Research

Fundamental Research

I research deep learning optimization techniques and neural net training dynamics, with a focus on ways to characterize better how and what AI models learn. This work aims at the greater goal of finding new ways to train models more efficiently based on provable guarantees, or even preemptively identify training roadblocks that can arise before any actual model has been trained.

Modern deep learning models with billions or trillions of learnable parameters have expanded the capabilities of what complex tasks are possible to learn. However, as model sizes grow towards becoming more heavily overparameterized, training these models becomes a herculean task: requiring immense compute resources, multiple months of training, and potentially hundreds of millions of dollars. My work aims to alleviate these burdens to be able to train models cheaply without jeopardizing downstream performance.

AI for Improving Student Success & Retention

I research novel generative modeling techniques for the early-identification of at-risk students and forecasting adverse outcomes throughout their academic careers. This work aims to better equip human experts to identify at-risk students as early as possible to provide timely interventions and support to improve their academic success.
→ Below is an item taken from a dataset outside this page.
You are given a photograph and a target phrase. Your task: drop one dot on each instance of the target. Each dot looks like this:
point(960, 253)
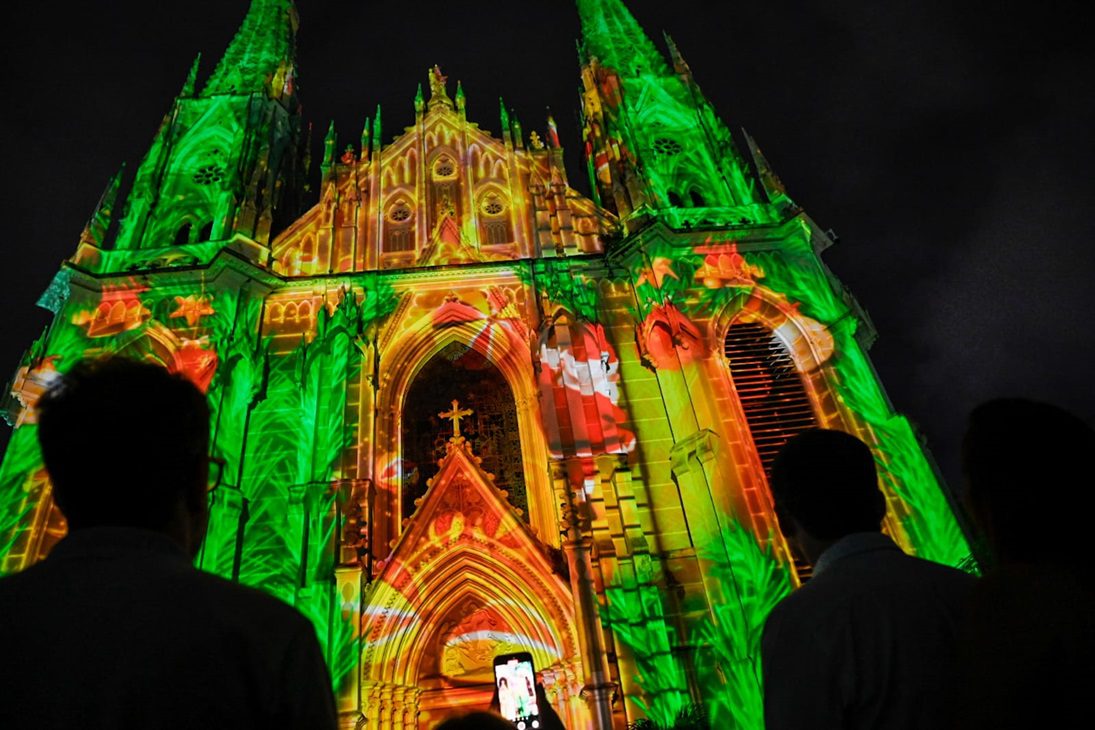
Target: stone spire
point(262, 56)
While timely intervention is the most effective way to prevent student stop-out, traditional institutional processes rely on fragmented, manual reviews that often flag concerns only after a student has undergone significant struggle. My research aims to provide better early-identification of at-risk students, and forecast adverse academic outcomes in a student’s academic career. By reducing the cognitive load on advising teams through automated early-warning systems, this work enables human experts to shift their focus from manual data parsing to delivering personalized, qualitative support.